Our proclivity to measure   Robert Leverett
  May 20, 2005 08:14 PDT 

   I imagine that for some of you, perhaps most, our discussions about
site indexing are of limited interest. As those who have been members of
this list can attest, we periodically get into heavy measuring
discussions and the present is one of those times.

   If our site indexing discussions seem overly focused on tree
measuring as opposed to other forest and tree values and what is clearly
a compulsion for several of us; i.e. to measure, measure, measure, it is
important for everyone to realize that this isn't the whole story. For
Ents such as Will Blozan, Tom Diggins, Dale Luthringer, myself, etc.,
there are important political agendas being served by our intense
concentration on site statistics. It is a way of protecting worthy sites
and Zoar Valley, NY, may be the best example of this.

   Unless we are willing to return to some of our exemplary, but
unprotected, forest sites to find that they have been converted into
stumps, we have to maintain constant vigilance. We must be ever wary of
the forces that would exploit these sites for the timber or high impact
recreation - especially the sites that don't receive protection because
of rare or endangered species.

    But being vigilant or wary isn't enough. We have to persuade the
powers that be that what these sites having going for them is at least
sufficiently rare in terms of the distribution of their large/tall trees
as to warrant special protection and we accomplish this through our
measurements. Measuring is then an indispensable tool for us. It is our
eyes and ears.

    In fact, when investigating a new site, we usually find that we are
the only ones with a valid perspective on where the site fits relative
to others along any number of lines of comparison. For example, here in
Massachusetts, to my knowledge, when we turned our attention onto Mohawk
Trail State Forest, Monroe State Forest, and Mount Tom State
Reservation, ours was the only group that had any sense of what was
represented at these sites and where each fit into the big picture
relative to forest maturity and forest stature.
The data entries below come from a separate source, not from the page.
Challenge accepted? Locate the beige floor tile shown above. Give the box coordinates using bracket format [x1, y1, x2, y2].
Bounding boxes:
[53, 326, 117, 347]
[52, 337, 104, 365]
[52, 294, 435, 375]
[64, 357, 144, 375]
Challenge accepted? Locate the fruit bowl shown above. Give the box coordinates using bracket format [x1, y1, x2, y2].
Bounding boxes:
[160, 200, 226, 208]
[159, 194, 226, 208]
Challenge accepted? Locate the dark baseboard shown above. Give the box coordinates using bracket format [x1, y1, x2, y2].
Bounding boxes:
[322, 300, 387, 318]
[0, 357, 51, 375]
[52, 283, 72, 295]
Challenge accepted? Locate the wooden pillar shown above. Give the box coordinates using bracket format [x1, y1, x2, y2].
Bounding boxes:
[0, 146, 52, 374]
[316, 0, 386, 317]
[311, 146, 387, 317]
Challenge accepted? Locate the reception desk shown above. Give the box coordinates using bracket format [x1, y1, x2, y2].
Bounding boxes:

    Since our initial thrusts into significant site documentation that
emphasized locating, measuring, and recording collections of large/tall
trees, we have grown immensely while other tree-interested groups have
basically stood still or not entered the picture. But dominant though we
may be, we can't rest on our laurels. We must constantly move forward
perfecting our craft. It is our dominance in site documentation that
gives us a visibility that can be translated into a voice in what
happens to otherwise unprotected sites. I point this out as especially
relevant to western Massachusetts. Unlike the GSMNP, Congaree Swamp NP,
the Porcupine Mtns State Park, Cook Forest State Park, etc. MTSF and MSF
have not a whet of statutory protection from the chainsaw. The non-old
growth areas don't even have departmental policy protection. While
naturalists have lauded the importance of the lower Dunbar Brook area of
MSF, the rest of Monroe and virtually all of Mohawk has received no
special recognition - except that organizations such as Mass Audubon
have stood behind FMTSF/ENTS.   

   I have absolutely no doubt that it has been the force of our
arguments, our persuasiveness, our ingenuity, and our constant presence
that has kept the chainsaws from entering the highly productive
second-growth areas of MTSF and MSF. In absence of our presence, while
MTSF might not have been totally ravaged by local lumberman, there still
would have been significant timber sales in several accessible areas of
that state forest. There had been such sales in the past.

   A significant part of MTSF will likely be included in a plan to
establish future forest reserves. I speak of the steep slopes within the
Cold River and Deerfield River Gorges, but the accessible second-growth
white pines - the flagships of Massachusetts will likely receive
protection only as a consequence of their exemplary stature as
documented and studied by FMTSF/ENTS.